Single-cancer detection will have its moment, but it's the bridge, not the destination. In the near term, targeted single-cancer screening tests — better colorectal, better lung, better liquid biopsies aimed at one disease — will post real wins, because the evidence bar and the reimbursement story are simpler for one cancer at a time. But it is not the vision. The vision is the one we articulated in the slide: a single blood draw, part of your routine physical, that screens for most cancers at once. The whole reason MCED matters is that ~70% of cancer deaths come from cancers with no recommended screening at all. You don't close that gap one assay at a time. You close it with one draw that looks for everything.
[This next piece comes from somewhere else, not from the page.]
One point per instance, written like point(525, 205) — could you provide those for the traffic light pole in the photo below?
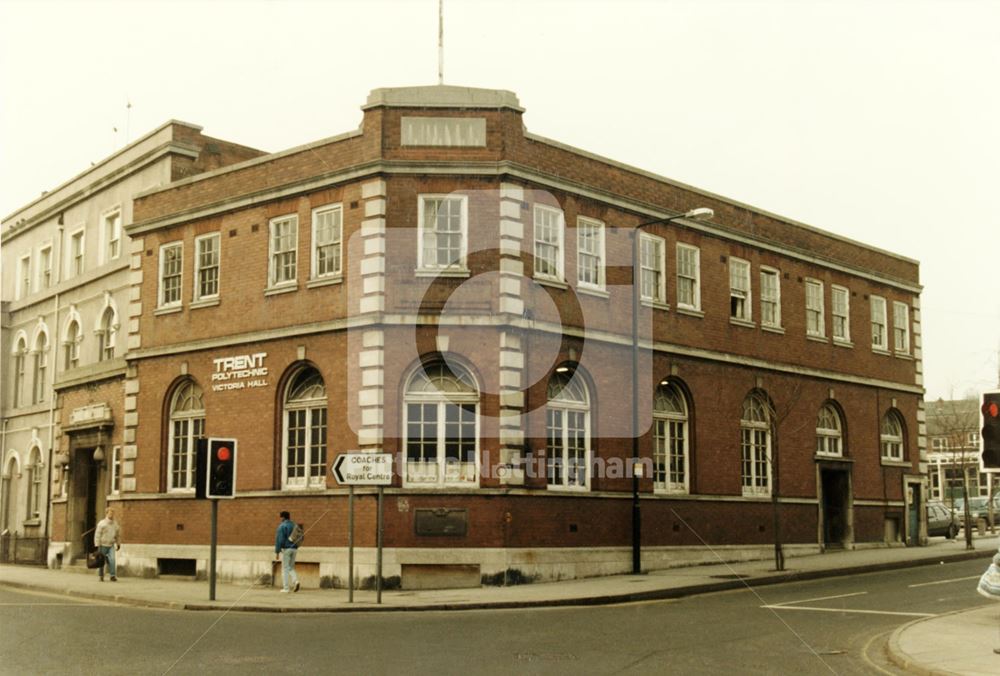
point(211, 556)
Galleri 1.0 probably isn't the version that wins, far from it — and that's fine. I'll say the quiet part plainly: the first-generation product likely does not have the performance you need to deploy it viably at population scale. The sensitivity-at-acceptable-specificity, and therefore the real-world positive predictive value, just won't justify the cost when you run it across millions of average-risk people. That's not heresy; it's the normal shape of a platform's first act. The honest read is that v1 proves the concept and builds the evidence base, and a later generation — call it v3 — is where the performance and cost curves finally cross into "deploy this to everyone over 50."
And I think getting there requires multiomics. A methylation-only or SNV-only signal is, I suspect, not enough to hit the performance you need at the price you need. The version that moves the needle likely integrates multiple molecular layers — methylation plus fragmentomics plus protein and other signals — because that's what it takes to push sensitivity up at the early stages (where the signal is faintest and the clinical value is highest) without wrecking specificity. The first company to land that multiomic combination, at a cost that survives a payer's spreadsheet, owns the category. A Freenome executive mentioned this to me a couple of years ago: proteomics may be best to detect immune signatures at early cancer stages, and as the tumor size and burden increases, more ctDNA can be detected, typically at later stages.
Why GRAIL is fine — and why the category is better than fine
So when I look at GRAIL's hard years — the false-alarm letters, the Illumina acquisition and regulator saga, and more drama — I see a company that has been through the operational and political wringer while the underlying science kept compounding. The science will improve.
The reason I'm still long the idea, and the company that has the biggest head start at it, is the same reason that bad week in 2022 didn't move me: the failures have all been in the operating system, and operating systems get built. The biology of "early is curable, late is not" is not up for debate. We can discuss lead time bias, which does play a role. But sit with the slide for a moment — the red dots and the flat Keytruda curve — and the whole argument resolves quickly. Maybe GRAIL sorts it out, or maybe someone else will. But we have to win this one if we want to move the needle and win the war on cancer.
This is a personal essay. The views expressed are my own and do not necessarily represent the views of DeciBio, its clients, or any affiliated organizations. Nothing here should be interpreted as investment, medical, legal, transaction, or clinical advice. I have been a longstanding champion of multi-cancer early detection; treat my enthusiasm as a disclosed bias, not a recommendation. The vision slide is from DeciBio, January 2022.